The pro-choice community is not expecting any improvement on sexual and reproductive health rights now that Donald Tusk, a conservative former prime minister of Poland, has become president of the European Council. The Polish government has a long history of ignoring international recommendations. Here in Poland, even a seemingly simple ratification of the Istanbul Convention, a Council of Europe document on preventing and combating violence against women as well as domestic violence, is a subject of an absurd debate.

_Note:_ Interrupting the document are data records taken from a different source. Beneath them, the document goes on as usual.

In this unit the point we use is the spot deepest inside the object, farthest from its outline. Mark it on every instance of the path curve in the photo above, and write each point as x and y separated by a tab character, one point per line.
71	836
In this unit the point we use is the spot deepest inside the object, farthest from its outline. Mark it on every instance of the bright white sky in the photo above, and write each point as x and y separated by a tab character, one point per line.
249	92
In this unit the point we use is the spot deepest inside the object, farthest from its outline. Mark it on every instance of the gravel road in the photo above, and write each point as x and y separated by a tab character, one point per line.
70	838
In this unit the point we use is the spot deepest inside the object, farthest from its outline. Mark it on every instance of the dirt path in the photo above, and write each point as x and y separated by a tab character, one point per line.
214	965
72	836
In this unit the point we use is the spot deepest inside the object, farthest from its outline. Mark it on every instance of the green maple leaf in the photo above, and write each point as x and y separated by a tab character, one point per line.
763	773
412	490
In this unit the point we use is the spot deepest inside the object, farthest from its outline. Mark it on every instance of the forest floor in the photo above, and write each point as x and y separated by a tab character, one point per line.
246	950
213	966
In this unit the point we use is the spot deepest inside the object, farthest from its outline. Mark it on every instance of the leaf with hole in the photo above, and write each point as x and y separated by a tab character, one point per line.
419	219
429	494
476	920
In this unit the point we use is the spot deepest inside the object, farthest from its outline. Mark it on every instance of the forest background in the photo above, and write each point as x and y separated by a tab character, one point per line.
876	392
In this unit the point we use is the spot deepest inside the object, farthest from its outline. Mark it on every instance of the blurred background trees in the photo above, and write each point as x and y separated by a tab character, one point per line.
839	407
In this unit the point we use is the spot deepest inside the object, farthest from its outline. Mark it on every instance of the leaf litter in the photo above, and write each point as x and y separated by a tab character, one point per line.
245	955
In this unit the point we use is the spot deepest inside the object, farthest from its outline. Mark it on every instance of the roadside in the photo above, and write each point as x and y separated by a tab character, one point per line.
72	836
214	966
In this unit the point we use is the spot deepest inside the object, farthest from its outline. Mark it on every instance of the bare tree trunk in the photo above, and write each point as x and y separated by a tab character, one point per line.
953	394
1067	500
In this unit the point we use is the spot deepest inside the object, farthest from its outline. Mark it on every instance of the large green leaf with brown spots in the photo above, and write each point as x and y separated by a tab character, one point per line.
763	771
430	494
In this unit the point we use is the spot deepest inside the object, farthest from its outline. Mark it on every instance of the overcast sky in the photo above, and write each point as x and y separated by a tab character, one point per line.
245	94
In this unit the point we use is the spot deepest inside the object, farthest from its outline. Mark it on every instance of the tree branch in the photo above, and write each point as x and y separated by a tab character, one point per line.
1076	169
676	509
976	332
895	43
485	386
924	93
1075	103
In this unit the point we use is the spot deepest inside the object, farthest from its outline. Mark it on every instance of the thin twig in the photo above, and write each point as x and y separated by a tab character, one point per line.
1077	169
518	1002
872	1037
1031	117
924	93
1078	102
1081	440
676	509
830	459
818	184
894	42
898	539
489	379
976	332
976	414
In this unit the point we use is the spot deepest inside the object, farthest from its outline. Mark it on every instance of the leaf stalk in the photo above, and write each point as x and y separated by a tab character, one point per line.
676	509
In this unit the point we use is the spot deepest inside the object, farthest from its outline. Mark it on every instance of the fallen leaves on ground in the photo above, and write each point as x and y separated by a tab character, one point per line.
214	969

Right-wing politicians build their voter capital by trying to scare people by suggesting that carrying out the document would lead to a mass epidemic of homosexuality and the destruction of the so-called traditional family. An inherent anti-women undertone runs through their statements. Combined with the weakness of the political left, the situation does not leave much room for hope that Poland will begin to fully respect women’s human rights, including reproductive rights, anytime soon.
Anka Grzywacz is the program coordinator for the Federation for Women and Family Planning, the largest nongovernment organization promoting sexual and reproductive health rights in Poland, and a co-founder of the Ponton Group of Sex Educators, both based in Warsaw. She attended the University of Warsaw.